No bar do lobby, vejo ele. Moreno alto, uns 40 anos, camisa branca aberta no peito, olhos que me devoram. Sento perto, peço um mojito forte. Ele sorri, ‘Primeira vez em Miami?’. Voz grave, sotaque americano misturado com algo latino. Conversamos, risos fáceis, pernas roçando debaixo da mesa. Sinto a buceta pulsar, longe de casa, ninguém me conhece aqui. Liberdade total. ‘Meu voo é só amanhã cedo’, digo, mordendo o lábio. Ele entende na hora, mão na minha coxa. ‘Meu quarto é ali em cima’. Coração acelera, subimos no elevador, mãos já apertando bundas.

A Chegada ao Hotel e a Tensão no Lobby

Porta fecha, AC zumbindo alto, aviões rugindo ao longe como trilha sonora. Ele me empurra na parede, beijos famintos, língua invadindo minha boca, gosto de rum e sal na pele dele. Rasgo a camisa, peito musculoso, suor fresco. Ele abre meu vestido, sutiã preto rendado que comprei em Lisboa. ‘Que peitos perfeitos’, murmura, chupando os mamilos duros através da renda.
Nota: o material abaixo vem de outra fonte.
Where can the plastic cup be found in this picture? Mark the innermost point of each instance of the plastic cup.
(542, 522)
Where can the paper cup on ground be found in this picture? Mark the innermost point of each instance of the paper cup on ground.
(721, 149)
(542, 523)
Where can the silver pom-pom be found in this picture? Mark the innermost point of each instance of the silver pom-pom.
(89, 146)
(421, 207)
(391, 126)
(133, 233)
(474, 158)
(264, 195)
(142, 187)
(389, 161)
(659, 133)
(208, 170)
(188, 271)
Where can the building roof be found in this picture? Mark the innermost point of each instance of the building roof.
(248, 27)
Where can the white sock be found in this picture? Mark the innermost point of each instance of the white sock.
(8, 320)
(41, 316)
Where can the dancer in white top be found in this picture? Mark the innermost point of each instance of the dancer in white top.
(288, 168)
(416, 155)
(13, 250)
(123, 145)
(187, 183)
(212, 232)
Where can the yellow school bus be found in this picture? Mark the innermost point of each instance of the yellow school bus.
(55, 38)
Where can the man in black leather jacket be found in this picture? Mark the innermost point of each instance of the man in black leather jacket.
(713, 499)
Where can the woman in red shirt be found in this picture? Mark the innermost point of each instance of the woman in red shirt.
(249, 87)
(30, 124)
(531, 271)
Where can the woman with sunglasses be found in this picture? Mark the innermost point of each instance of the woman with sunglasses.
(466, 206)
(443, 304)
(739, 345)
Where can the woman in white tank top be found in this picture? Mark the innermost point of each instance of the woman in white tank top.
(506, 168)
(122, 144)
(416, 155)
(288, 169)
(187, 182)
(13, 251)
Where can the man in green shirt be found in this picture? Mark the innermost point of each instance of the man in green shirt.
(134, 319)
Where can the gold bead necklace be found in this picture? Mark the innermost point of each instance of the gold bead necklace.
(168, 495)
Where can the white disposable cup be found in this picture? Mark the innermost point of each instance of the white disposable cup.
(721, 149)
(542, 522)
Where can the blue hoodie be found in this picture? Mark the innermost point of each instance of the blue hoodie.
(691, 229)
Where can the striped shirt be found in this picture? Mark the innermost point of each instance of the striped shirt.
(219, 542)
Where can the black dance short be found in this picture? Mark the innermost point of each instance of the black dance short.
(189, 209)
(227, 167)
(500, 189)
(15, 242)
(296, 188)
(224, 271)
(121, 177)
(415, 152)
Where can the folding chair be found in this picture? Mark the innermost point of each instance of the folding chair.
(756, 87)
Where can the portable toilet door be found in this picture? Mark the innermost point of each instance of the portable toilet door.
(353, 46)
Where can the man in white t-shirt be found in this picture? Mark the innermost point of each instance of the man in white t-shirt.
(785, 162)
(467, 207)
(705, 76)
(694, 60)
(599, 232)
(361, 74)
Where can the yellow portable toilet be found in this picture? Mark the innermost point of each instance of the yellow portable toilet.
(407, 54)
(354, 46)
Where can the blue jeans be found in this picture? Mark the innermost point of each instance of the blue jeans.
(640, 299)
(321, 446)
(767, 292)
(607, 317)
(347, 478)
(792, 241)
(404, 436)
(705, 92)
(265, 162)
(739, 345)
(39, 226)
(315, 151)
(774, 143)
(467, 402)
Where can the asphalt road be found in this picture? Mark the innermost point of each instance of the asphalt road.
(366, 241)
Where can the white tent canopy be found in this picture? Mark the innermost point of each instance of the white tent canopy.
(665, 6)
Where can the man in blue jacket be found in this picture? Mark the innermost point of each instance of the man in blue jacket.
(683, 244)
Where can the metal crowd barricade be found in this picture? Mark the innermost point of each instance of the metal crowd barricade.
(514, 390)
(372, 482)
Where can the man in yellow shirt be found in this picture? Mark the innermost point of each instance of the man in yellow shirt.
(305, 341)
Gemo baixo, ‘Tira tudo’. Culote fina cai, ele enfia dedo na minha cona já encharcada. ‘Molhada pra caralho’, ri. Eu ajoelho, abro o zíper, pila grossa salta, veias pulsando, cabeçona vermelha. Chupo gulosa, saliva escorrendo, engulo até a garganta. Ele geme, ‘Porra, que boca boa’.

A Foda Intensa no Quarto com Pressa de Partir

Pego o vibrador da mala – sempre levo em viagens, segredo meu. ‘Usa isso em mim’, peço. Ele me deita nos lençóis ásperos do hotel, frio contra pele quente. Chupo o brinquedo rosa, ele enfia na cona, vibração forte no clitóris. ‘Assim, fode-me com ele’. Ondulo quadris, bundas rebolando, ele atrás, pila roçando minhas nádegas. Mãos nos peitos, torcendo mamilos até doer gostoso. ‘Grita pra mim’, diz. ‘Fode, vai, mais fundo’. Gozo tremendo, cona apertando o vibrador, sumo escorrendo coxas. Ele tira, enfia a pila de supetão. ‘Tão apertada’. Bomba forte, bolas batendo, clack-clack na carne. Viro de quatro, espelho do lado mostra tudo: pila entrando e saindo da buceta inchada. ‘Me fode como puta’, imploro. Ele agarra quadris, mete selvagem, suor pingando, calor moite misturado com AC gelado. Puxo lençóis, unhas cravando, aviões roncam lá fora. ‘Vou gozar na tua cona’, avisa. ‘Enche-me, caralho’. Jorra quente dentro, eu gozo de novo, pernas moles.

Ele se veste rápido, beijo final. ‘Segredo nosso’. Porta fecha, fico ali, corpo dolorido, cheiro de sexo no ar. Tomo banho, água quente lavando o sal da pele dele. Deito, vibrador ainda úmido na mesa. Amanhece, pego voo, corpo latejando de prazer. Anonymato salvo, ninguém em Lisboa sabe. Ainda sinto a pila dele pulsando em mim, urgência do adeus tornando tudo mais quente. Volto à rotina, mas esta memória me molha só de lembrar.